McGovern and MacLaine. Rahoul Ghose/PBS

As one might have expected, Shirley MacLaine stole the show at the Downton Abbey press conference Saturday night at TCA. If anything, the 78-year-old Oscar-winner didn’t speak enough–and skipped the post conference social–but when she did talk she was blog gold.

MacLaine will appear this coming season (beginning Jan. 6 on PBS) in a two episode stint as the mother of Elizabeth McGovern’s character. A clip from the upcoming season was shown and MacLaine’s prickly confrontation with Maggie Smith was the big crowd pleaser in the room.
Asked what it was like to go “toe-to-toe” with Maggie Smith, she replied, “Well, we were lovers in another life.” She explained that the two had met backstage 40 years earlier at the Academy Awards by a catering table:

And I was up for something, and there was this big chocolate cake on the catering table.  And whatever I was up for, I lost, and somebody else won.  And Maggie said, “You know what you did, dear?  You tucked right into that chocolate cake and said, ‘Fuck it.  I don’t care if I’m thin ever again.'”

MacLaine candidly said no when asked if she had seen the series before being asked to join the cast. Her Malibu hairdresser, however, was a big fan, so MacLaine decided to catch up with the series after being contacted by PBS executive producer Rebecca Eaton. She ran through the stack of screeners she was sent and was hooked. “I ran three months of it and I was just as addicted as everybody else, making me wonder about my attention deficit syndrome.”

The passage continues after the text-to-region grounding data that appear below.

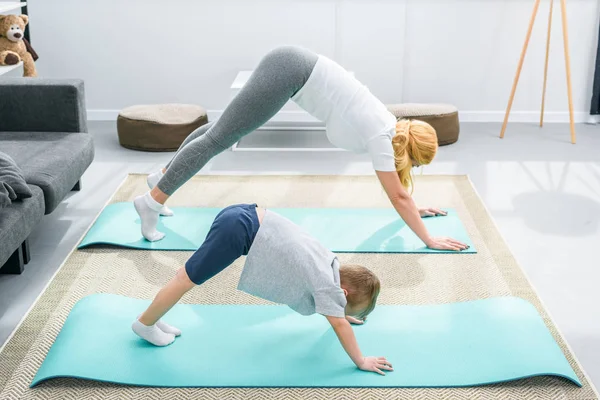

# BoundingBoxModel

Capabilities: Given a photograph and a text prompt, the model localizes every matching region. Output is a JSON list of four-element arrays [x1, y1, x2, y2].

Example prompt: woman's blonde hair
[[392, 119, 438, 192]]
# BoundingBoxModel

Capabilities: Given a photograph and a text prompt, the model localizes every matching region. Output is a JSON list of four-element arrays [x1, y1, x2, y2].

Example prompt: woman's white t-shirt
[[291, 54, 397, 172]]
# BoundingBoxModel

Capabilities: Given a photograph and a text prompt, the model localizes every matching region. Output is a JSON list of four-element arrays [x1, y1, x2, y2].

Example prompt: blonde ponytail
[[393, 119, 438, 193]]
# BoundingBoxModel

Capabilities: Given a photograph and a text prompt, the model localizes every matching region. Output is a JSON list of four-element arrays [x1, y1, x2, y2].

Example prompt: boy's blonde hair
[[339, 264, 380, 319]]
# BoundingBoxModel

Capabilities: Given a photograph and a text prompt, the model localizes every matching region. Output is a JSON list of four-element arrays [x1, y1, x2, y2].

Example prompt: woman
[[135, 45, 468, 251]]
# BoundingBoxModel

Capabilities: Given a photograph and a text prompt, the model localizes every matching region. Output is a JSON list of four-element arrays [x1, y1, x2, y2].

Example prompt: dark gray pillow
[[0, 151, 32, 209]]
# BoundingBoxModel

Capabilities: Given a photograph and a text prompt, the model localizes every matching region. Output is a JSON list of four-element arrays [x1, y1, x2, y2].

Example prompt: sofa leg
[[1, 247, 24, 274], [21, 239, 31, 264], [72, 180, 81, 191]]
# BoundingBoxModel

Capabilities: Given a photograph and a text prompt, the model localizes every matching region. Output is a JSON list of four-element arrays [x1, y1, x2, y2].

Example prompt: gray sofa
[[0, 78, 94, 273]]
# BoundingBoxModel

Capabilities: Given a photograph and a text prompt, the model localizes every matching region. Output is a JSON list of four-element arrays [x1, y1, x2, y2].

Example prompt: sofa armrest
[[0, 78, 88, 133]]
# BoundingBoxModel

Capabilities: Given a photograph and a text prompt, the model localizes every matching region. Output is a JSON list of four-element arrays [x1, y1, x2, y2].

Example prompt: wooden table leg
[[560, 0, 576, 144], [540, 0, 553, 127], [500, 0, 542, 138]]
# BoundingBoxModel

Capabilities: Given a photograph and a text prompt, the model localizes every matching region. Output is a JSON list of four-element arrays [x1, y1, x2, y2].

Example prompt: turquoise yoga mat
[[78, 202, 476, 253], [31, 294, 580, 388]]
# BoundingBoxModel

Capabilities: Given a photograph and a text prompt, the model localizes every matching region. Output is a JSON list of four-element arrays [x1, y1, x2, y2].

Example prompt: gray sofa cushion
[[0, 79, 87, 133], [0, 151, 33, 209], [0, 185, 44, 267], [0, 132, 94, 214]]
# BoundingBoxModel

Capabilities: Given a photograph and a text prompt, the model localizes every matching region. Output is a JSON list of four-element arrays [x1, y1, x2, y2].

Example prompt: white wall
[[26, 0, 600, 122]]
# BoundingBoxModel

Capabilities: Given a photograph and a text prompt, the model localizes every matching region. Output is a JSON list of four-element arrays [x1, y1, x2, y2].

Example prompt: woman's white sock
[[133, 192, 165, 242], [147, 170, 174, 217], [147, 170, 164, 189]]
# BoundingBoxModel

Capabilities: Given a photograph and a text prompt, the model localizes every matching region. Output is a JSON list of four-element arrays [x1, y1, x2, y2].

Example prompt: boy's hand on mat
[[419, 207, 447, 218], [346, 316, 365, 325], [359, 356, 393, 375], [426, 237, 469, 251]]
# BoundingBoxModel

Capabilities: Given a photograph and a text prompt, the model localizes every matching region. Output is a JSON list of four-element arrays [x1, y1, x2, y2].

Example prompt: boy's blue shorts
[[185, 203, 260, 285]]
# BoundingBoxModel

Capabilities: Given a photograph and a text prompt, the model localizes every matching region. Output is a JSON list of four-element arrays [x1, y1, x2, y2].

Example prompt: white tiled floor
[[1, 121, 599, 390]]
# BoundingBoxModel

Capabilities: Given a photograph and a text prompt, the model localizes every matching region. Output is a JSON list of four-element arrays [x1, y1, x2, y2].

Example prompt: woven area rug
[[0, 174, 597, 400]]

Michelle Dockery reminded me of a young
Teri Austin from Knots Landing
When she told her hairdresser she was going to be playing Martha Levinson, the ladies at the parlour knew all about the character. Their reaction? “Oh, she’s Jewish and she’s from Long Island and she has a lot of money and she’s looking for a tight, old man.”
Later, when McGovern was asked what qualities she shared with her character and blurted, “none–I’m a raving lunatic,” MacLaine was quick to add, “she’s right.”

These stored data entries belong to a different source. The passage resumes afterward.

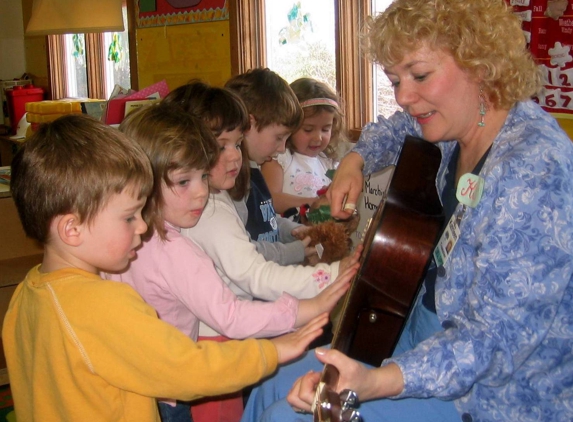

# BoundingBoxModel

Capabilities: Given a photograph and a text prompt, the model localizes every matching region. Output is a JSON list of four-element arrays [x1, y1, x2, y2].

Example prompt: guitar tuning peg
[[339, 389, 360, 409], [338, 389, 362, 421], [340, 407, 363, 422]]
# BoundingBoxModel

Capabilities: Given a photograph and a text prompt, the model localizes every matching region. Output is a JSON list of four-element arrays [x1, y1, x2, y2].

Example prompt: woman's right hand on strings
[[326, 152, 365, 219], [285, 348, 369, 413], [286, 348, 405, 412]]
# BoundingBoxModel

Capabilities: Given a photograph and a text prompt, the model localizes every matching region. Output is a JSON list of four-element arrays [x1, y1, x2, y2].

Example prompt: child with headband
[[262, 78, 350, 219]]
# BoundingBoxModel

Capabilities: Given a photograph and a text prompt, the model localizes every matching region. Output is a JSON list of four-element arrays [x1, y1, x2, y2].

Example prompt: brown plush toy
[[293, 204, 360, 265]]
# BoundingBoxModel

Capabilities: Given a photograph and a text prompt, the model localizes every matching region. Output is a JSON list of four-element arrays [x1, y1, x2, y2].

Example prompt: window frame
[[46, 0, 138, 100], [228, 0, 372, 140]]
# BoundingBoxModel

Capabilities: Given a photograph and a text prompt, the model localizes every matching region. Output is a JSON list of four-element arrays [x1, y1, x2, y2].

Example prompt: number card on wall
[[509, 0, 573, 118]]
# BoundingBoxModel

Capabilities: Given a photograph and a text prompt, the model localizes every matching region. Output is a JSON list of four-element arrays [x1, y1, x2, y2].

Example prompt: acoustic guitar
[[313, 136, 444, 422]]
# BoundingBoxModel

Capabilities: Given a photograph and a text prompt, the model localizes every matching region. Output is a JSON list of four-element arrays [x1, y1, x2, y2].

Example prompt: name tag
[[433, 210, 462, 267]]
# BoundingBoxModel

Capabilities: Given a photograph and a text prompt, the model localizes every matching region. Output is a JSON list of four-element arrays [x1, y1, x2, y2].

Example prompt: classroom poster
[[509, 0, 573, 118]]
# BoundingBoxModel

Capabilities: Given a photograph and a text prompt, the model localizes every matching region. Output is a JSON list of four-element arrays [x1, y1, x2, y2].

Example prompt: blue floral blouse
[[353, 101, 573, 422]]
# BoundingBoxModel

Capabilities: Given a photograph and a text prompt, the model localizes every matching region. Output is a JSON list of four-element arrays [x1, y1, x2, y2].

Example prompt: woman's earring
[[478, 86, 487, 127]]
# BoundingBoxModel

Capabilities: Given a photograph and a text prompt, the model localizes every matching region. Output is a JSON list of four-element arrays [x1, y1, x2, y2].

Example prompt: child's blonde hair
[[288, 78, 348, 160], [10, 114, 153, 244], [119, 103, 219, 240]]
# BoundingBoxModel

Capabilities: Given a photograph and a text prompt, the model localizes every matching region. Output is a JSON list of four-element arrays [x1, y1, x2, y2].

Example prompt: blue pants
[[241, 295, 459, 422], [158, 401, 192, 422]]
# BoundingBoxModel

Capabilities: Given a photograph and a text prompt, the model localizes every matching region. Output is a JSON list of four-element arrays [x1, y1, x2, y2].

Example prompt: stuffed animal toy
[[293, 196, 360, 265]]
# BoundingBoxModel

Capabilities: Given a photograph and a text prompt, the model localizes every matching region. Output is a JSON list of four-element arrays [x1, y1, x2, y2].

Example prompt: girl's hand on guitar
[[314, 348, 405, 402], [326, 152, 365, 219], [339, 244, 363, 274], [286, 370, 322, 413], [270, 313, 329, 364], [294, 263, 358, 327]]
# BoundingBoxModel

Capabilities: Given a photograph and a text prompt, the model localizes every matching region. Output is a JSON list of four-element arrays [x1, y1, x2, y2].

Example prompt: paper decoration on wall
[[140, 0, 156, 13], [167, 0, 201, 7], [136, 0, 226, 28], [508, 0, 573, 118]]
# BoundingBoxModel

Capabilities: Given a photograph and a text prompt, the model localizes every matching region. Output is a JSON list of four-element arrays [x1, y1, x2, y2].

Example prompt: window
[[372, 0, 400, 119], [63, 34, 88, 98], [47, 3, 134, 100], [264, 2, 337, 90], [229, 0, 399, 139]]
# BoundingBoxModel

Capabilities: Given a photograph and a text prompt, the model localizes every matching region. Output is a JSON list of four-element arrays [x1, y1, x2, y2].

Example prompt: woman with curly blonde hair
[[241, 0, 573, 421]]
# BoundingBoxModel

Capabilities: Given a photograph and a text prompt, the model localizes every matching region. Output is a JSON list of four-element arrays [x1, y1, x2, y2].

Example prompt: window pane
[[104, 6, 131, 98], [264, 0, 336, 88], [372, 0, 400, 118], [64, 34, 88, 98]]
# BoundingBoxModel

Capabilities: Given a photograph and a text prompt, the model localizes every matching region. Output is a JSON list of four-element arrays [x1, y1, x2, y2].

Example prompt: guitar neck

It was unusual to hear “ooo’s” and “aaaws” during a PBS press session but Abbey clearly is the public network’s Mad MenThe series recently picked up 16 Emmy nominations, one less than the AMC series.

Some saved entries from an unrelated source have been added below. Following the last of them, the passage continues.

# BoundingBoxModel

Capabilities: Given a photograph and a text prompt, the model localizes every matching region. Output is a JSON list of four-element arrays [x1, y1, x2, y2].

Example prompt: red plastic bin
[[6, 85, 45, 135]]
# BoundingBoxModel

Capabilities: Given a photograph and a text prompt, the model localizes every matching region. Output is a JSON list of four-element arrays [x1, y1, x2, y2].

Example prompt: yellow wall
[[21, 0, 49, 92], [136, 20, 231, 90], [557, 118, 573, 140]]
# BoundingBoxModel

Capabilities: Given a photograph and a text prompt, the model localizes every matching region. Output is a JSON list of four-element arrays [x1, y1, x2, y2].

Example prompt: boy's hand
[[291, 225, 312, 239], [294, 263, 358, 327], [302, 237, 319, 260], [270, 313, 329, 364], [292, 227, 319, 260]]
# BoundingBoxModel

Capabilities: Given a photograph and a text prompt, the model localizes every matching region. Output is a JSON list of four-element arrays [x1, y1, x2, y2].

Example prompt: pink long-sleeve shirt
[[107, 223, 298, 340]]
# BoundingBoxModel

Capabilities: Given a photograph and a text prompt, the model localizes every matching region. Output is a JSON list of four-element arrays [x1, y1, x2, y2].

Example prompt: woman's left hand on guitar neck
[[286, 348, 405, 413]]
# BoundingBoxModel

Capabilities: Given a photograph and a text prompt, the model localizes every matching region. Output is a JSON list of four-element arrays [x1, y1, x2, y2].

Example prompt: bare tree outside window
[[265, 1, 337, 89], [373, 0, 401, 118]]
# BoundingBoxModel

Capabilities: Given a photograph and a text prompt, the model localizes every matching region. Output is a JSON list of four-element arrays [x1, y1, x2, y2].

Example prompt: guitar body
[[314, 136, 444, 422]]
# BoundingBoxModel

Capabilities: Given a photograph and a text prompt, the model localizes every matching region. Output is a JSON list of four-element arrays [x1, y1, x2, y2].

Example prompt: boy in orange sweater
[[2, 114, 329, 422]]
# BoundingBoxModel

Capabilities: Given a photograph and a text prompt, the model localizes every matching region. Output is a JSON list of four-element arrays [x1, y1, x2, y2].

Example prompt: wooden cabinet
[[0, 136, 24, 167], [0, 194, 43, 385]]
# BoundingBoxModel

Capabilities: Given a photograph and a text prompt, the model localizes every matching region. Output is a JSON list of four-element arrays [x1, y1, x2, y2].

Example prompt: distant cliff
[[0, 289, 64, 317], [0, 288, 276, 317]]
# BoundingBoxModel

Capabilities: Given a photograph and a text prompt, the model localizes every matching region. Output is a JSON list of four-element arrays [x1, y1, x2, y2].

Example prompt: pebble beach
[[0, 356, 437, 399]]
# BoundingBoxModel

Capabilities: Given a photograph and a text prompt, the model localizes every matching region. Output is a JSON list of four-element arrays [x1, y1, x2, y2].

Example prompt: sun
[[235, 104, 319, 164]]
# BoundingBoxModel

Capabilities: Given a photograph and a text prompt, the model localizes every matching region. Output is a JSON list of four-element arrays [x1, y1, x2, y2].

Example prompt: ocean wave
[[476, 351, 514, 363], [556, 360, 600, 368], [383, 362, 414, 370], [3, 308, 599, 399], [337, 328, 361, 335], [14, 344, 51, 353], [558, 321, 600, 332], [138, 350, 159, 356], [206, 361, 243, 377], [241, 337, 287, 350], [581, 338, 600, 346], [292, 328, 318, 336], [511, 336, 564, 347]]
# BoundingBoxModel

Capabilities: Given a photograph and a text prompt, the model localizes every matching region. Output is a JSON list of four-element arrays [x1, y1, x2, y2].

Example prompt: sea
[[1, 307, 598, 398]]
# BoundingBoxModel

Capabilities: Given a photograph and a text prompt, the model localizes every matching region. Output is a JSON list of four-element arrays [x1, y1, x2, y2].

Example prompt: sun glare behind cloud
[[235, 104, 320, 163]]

On hand were executive producers Julian Fellowes and Gareth Neame and stars Michelle Dockery, Hugh Bonneville, Joanne Froggatt and Brendan Coyle but, alas, no Maggie Smith. The dinner session was packed, with hotel  staff scrambling to set up extra tables to accommodate everyone in the room.
The ballroom seemed about evenly split between critics who had seen the series and were hooked and reporters who thought it was called Downtown Abbey.
Bonneville had something to get off his chest
Bonneville (who plays Robert Crawley) didn’t disappoint, standing up at the end of the session and undoing his vest and shirt to reveal a T-shirt underneath with “FREE BATES” written across his chest.
Bates is played by Brendan Coyle. The character limps on the series, and Coyle says he got a letter from a fan with a disability. The man wrote to say he’s been teased all his life for his own limp, and thanked Coyle because he’s finally being taunted with “a cool nickname–Mr. Bates.”
Downton Abbey is often compared to Upstairs Downstairs, an earlier British period drama which ran in the ’70s. That series also showed the underclasses mixing it up with the Lords and Ladies.
Star and co-creator of that series, Jean March, was at a press tour session many years ago and told a memorable story about being honoured by having a rose named after her. She was chuffed until she read the seed instructions on the back of the packet: “Doesn’t do well in beds. Better up against a wall.”